Gibt es Effizienzagenturen auch in anderen Bundesländern?Leider nicht überall. Ähnliche Einrichtungen wie die EFA NRW gibt es in Rheinland-Pfalz, Hessen und Baden Württemberg. Auf Bundesebene arbeiten wir mit dem VDI Zentrum für Ressourceneffizienz zusammen, so haben wir beispielsweise gemeinsam eine Beraterqualifizierung entwickelt und bundesweit Berater geschult. Bei Interesse vermitteln wir aber gerne regionale Ansprechpartner.

Dr. Peter Jahns ist Leiter der Effizienz-Agentur NRW in Duisburg.

Die Effizienz-Agentur NRW (EFA)

Die Effizienz-Agentur NRW (EFA) wurde 1998 auf Initiative des NRW-Umweltministeriums gegründet. Bis heute hat sie über 1.100 Projekte zur Effizienzsteigerung in und mit kleinen und mittleren Unternehmen initiiert und begleitet. Sie ist keine Behörde, sondern als Unternehmensberatung Schnittstelle zwischen Wirtschaft, Wissenschaft, Politik und Öffentlichkeit.

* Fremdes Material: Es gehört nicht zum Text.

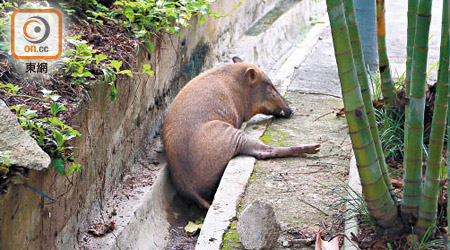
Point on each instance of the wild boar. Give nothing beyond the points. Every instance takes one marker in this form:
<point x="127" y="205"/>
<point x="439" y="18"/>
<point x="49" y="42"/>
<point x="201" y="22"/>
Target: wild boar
<point x="201" y="130"/>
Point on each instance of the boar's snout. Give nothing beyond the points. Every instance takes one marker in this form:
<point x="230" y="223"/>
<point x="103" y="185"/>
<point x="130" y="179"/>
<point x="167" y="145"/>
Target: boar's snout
<point x="285" y="112"/>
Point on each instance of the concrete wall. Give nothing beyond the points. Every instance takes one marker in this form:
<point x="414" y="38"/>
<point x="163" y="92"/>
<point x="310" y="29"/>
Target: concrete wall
<point x="112" y="133"/>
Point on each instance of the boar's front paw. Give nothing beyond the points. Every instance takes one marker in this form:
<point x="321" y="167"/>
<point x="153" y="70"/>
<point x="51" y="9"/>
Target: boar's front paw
<point x="309" y="148"/>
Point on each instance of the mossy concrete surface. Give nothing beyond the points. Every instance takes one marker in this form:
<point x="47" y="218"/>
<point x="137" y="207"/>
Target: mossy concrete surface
<point x="304" y="189"/>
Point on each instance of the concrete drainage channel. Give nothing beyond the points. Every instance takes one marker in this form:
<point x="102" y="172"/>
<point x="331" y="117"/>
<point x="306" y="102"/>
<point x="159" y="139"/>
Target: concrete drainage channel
<point x="146" y="219"/>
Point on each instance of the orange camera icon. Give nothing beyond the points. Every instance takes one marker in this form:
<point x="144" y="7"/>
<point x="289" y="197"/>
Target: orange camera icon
<point x="36" y="34"/>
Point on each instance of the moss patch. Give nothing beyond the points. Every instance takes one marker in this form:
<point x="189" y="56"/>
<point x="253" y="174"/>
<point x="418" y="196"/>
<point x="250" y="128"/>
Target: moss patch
<point x="231" y="238"/>
<point x="276" y="137"/>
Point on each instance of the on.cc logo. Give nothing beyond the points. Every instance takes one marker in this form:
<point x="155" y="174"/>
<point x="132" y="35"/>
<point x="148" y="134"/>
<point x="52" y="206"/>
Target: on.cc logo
<point x="36" y="34"/>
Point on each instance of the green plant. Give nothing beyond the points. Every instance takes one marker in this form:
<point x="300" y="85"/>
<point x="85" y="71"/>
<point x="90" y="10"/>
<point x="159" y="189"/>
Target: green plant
<point x="374" y="185"/>
<point x="355" y="205"/>
<point x="387" y="85"/>
<point x="51" y="134"/>
<point x="5" y="162"/>
<point x="390" y="124"/>
<point x="420" y="195"/>
<point x="148" y="17"/>
<point x="76" y="60"/>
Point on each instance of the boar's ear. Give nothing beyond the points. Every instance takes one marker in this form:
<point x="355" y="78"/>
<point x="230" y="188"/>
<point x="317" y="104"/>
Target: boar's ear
<point x="250" y="74"/>
<point x="237" y="59"/>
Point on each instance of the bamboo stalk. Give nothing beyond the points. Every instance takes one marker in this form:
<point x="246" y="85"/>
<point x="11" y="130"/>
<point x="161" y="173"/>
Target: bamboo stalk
<point x="387" y="85"/>
<point x="379" y="201"/>
<point x="363" y="80"/>
<point x="428" y="203"/>
<point x="412" y="13"/>
<point x="414" y="152"/>
<point x="447" y="239"/>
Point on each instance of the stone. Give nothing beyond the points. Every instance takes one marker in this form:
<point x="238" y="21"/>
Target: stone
<point x="258" y="227"/>
<point x="24" y="151"/>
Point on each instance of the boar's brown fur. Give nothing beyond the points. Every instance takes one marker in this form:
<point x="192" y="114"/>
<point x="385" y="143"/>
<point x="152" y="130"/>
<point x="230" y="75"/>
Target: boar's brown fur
<point x="201" y="134"/>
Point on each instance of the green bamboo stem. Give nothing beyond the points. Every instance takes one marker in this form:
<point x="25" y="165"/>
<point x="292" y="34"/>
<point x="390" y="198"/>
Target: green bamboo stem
<point x="430" y="196"/>
<point x="363" y="80"/>
<point x="387" y="85"/>
<point x="447" y="239"/>
<point x="411" y="33"/>
<point x="412" y="13"/>
<point x="414" y="152"/>
<point x="378" y="199"/>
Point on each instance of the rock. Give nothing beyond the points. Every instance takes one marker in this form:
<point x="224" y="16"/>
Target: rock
<point x="258" y="227"/>
<point x="24" y="151"/>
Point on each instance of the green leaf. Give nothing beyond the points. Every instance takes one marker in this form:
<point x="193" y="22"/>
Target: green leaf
<point x="127" y="72"/>
<point x="100" y="57"/>
<point x="202" y="19"/>
<point x="115" y="64"/>
<point x="129" y="13"/>
<point x="113" y="93"/>
<point x="55" y="108"/>
<point x="150" y="46"/>
<point x="74" y="167"/>
<point x="58" y="164"/>
<point x="147" y="69"/>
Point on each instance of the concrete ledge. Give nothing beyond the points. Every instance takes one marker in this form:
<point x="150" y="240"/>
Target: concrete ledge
<point x="239" y="169"/>
<point x="142" y="223"/>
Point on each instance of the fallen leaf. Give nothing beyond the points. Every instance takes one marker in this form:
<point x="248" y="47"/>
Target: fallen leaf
<point x="192" y="228"/>
<point x="100" y="229"/>
<point x="397" y="183"/>
<point x="327" y="245"/>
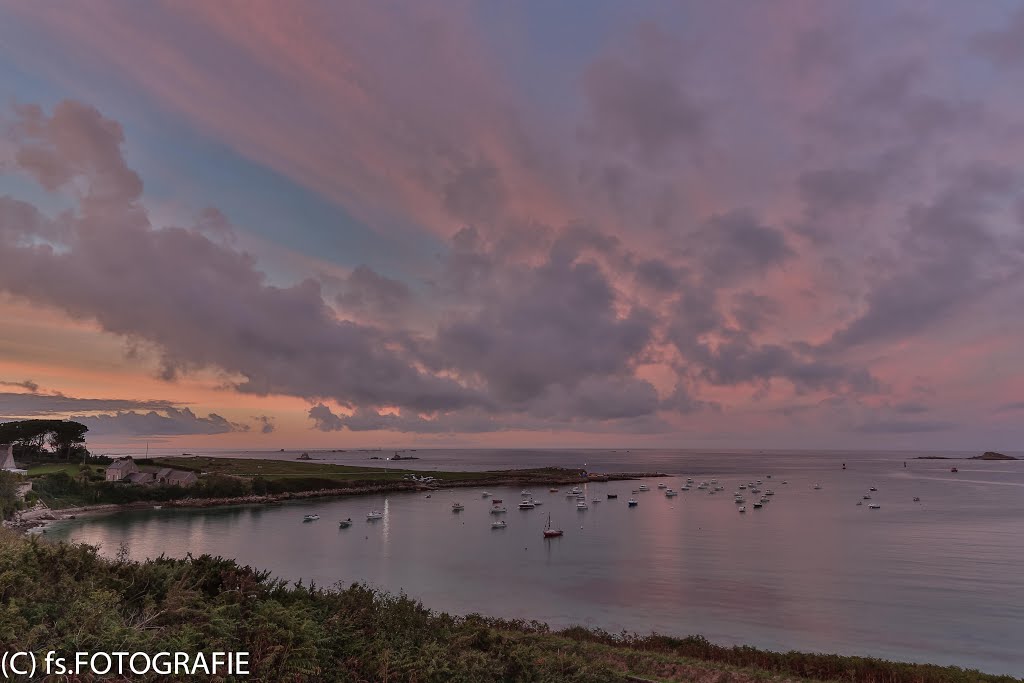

25 Mitarbeiter setzen sich in Duisburg und den sechs EFA-Regionalbüros in Aachen, Bielefeld, Münster, Siegen, Solingen und Werl gemeinsam mit Fachpartnern dafür ein, dass Unternehmen von den Vorteilen des ressourceneffizienten Wirtschaftens profitieren können.Eine wichtige Tätigkeit über die reine Analyse von Abläufen hinaus ist die Begleitung der Umsetzung von Maßnahmenvorschlägen und in dem Zusammenhang die Beratung zur Identifikation geeigneter Fördermittel.

Ergänzende Hinweise: Für die Zinkindustrie ist der PIUS-Check am relevantesten.